А тут еще свалилась на наши головы неожиданная неприятность, вскоре ставшая причиной столь же неожиданной радости. На второй день моего пребывания в собачнике пришел к нам прямо «с воли» железнодорожный стрелочник, «вредитель» (неправильно перевел стрелку и устроил крушение поезда; ожидал расстрела). Хотя его и провели через баню, но и после бани на нем кишели паразиты, головные и накожные. Невероятно, с какой быстротой они одолели всех нас: не прошло и трех дней, как все мы были заражены этими незваными гостями, переползавшими от соседа к соседу. Вызвали коменданта собачника, показали ему, как соблюдается чистота в вверенных ему собачьих пещерах, — а я уже говорил, что тюремное начальство очень следило за чистотой. Комендант велел немедленно — это было на шестой день пребывания моего в собачнике — отправить {333} всех нас в баню, вещи отдать в дезинфекцию, камеру тоже продезинфицировать, а стрелочника после бани перевести в одиночную.
Мы отправились в баню. Нас повели какими-то дворовыми закоулками и переходами. В одном месте остановили у узкого прохода между двумя жарко топившимися на дворе печами для таяния снега, но вместо снега и дров кочегары щедро подкидывали в эти печи книги и бумаги. Это было аутодафэ запрещенных книг, а также и отработанных следователями бумаг, неудостоившихся чести остаться в архивах НКВД. Вот в каком крематории были сожжены и мои толстые тетради литературных и житейских воспоминаний!
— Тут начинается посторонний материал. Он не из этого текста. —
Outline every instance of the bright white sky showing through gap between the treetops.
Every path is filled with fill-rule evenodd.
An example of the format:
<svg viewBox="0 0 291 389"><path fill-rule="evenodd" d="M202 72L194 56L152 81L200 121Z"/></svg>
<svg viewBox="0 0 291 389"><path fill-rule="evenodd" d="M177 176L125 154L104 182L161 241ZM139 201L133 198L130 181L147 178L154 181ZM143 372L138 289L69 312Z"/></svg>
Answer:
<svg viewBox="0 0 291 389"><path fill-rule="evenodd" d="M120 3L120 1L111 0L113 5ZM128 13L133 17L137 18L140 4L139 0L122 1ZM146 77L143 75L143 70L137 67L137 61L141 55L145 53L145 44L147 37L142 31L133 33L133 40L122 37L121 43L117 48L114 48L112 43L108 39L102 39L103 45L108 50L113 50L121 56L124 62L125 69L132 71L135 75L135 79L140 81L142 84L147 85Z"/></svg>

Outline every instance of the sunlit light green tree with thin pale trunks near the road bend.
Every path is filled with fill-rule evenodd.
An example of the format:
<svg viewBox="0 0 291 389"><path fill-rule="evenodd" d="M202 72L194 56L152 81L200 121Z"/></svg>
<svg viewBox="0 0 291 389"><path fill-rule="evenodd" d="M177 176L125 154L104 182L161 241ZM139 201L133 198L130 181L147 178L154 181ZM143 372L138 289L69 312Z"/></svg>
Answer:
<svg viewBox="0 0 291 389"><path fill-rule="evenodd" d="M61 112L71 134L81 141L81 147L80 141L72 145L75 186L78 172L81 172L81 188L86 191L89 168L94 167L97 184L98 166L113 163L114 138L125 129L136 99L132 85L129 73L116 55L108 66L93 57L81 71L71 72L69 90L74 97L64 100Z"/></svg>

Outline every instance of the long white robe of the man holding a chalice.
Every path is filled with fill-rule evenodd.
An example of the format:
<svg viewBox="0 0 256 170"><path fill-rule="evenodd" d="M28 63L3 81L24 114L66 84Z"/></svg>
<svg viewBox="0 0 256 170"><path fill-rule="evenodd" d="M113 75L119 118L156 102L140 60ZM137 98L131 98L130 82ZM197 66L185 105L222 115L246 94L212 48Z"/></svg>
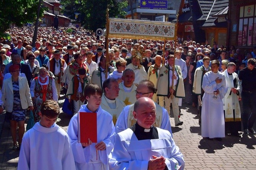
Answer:
<svg viewBox="0 0 256 170"><path fill-rule="evenodd" d="M222 79L221 83L216 83L215 79ZM204 74L202 88L204 90L201 129L202 137L224 138L225 122L222 98L227 93L225 76L221 72L212 71ZM217 99L213 98L213 91L219 90Z"/></svg>

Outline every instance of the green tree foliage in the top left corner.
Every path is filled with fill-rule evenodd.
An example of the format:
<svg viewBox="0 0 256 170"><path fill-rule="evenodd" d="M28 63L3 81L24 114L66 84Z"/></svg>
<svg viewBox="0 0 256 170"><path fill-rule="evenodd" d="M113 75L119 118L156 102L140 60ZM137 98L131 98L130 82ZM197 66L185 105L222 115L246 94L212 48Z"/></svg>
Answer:
<svg viewBox="0 0 256 170"><path fill-rule="evenodd" d="M3 34L11 24L22 26L34 23L39 0L2 0L0 8L0 34ZM41 16L43 9L41 9Z"/></svg>

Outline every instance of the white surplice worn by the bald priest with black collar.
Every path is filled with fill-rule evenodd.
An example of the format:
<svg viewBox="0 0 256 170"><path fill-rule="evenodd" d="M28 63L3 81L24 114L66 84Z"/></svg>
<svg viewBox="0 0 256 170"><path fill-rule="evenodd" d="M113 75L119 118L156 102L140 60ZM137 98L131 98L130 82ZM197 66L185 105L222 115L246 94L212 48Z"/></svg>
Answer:
<svg viewBox="0 0 256 170"><path fill-rule="evenodd" d="M152 155L165 157L169 170L184 169L183 154L172 139L169 131L157 128L159 139L138 140L128 128L116 135L115 145L109 155L110 170L147 170Z"/></svg>

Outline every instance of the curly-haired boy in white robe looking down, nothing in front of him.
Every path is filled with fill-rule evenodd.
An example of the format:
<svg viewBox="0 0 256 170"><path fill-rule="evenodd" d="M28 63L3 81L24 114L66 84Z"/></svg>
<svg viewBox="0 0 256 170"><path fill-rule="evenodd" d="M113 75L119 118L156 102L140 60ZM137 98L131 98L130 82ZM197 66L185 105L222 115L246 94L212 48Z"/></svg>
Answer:
<svg viewBox="0 0 256 170"><path fill-rule="evenodd" d="M76 169L68 135L55 123L59 114L56 101L42 104L41 121L23 136L18 170Z"/></svg>

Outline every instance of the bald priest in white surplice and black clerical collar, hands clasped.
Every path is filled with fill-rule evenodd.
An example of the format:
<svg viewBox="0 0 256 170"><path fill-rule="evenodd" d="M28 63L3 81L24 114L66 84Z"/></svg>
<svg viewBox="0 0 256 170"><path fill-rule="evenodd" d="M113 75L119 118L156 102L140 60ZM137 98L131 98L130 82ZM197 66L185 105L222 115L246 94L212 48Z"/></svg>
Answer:
<svg viewBox="0 0 256 170"><path fill-rule="evenodd" d="M183 170L183 154L169 131L154 127L156 105L143 97L134 103L135 125L115 137L109 155L110 170Z"/></svg>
Без очков я не мог прочитать на обложках заглавия сжигаемых книг, попавших в Index librorum prohibitorum самой свободной страны в мире, но мой дальнозоркий сосед прочел кое-что и особенно удивил меня одним заглавием: предавались сожжению экземпляры «История материализма» Ланге, — очевидно за ее неокантианское направление...
Баня — вот это было наслаждение! Не было шаек и кранов, были только души, и пока дезинфицировалось наше платье и белье, нам выдавали мыло и мы могли в течение целого часа смывать с себя и насекомых, и пот, и грязь, налипшие на нас за время сидения в собачнике. Здесь, стоя под душем, я видел зажившие рубцы и свежо исполосованные спины, бока, а иногда и животы моих сотоварищей... Если в бутырской бане такие следы от «допросов» были видны на десятке из сотни заключенных, то здесь, наоборот, из пятидесяти, быть может, только десяток не носил на себе знаков следовательского усердия. Бедный "Daunen und Federn" смывал с себя кровь и охал: мыло больно разъедало свежие раны...
И все это творилось — в ХХ-ом веке, в Москве, в центре «самой свободной страны в мире»...
Мы вернулись в собачник, благодарные стрелочнику за временную неприятность и за последовавшее {334} неожиданное удовольствие: отмылись, отдышались и могли с новыми силами продолжать свою собачью пытку. Впрочем, для меня она уже подходила к концу.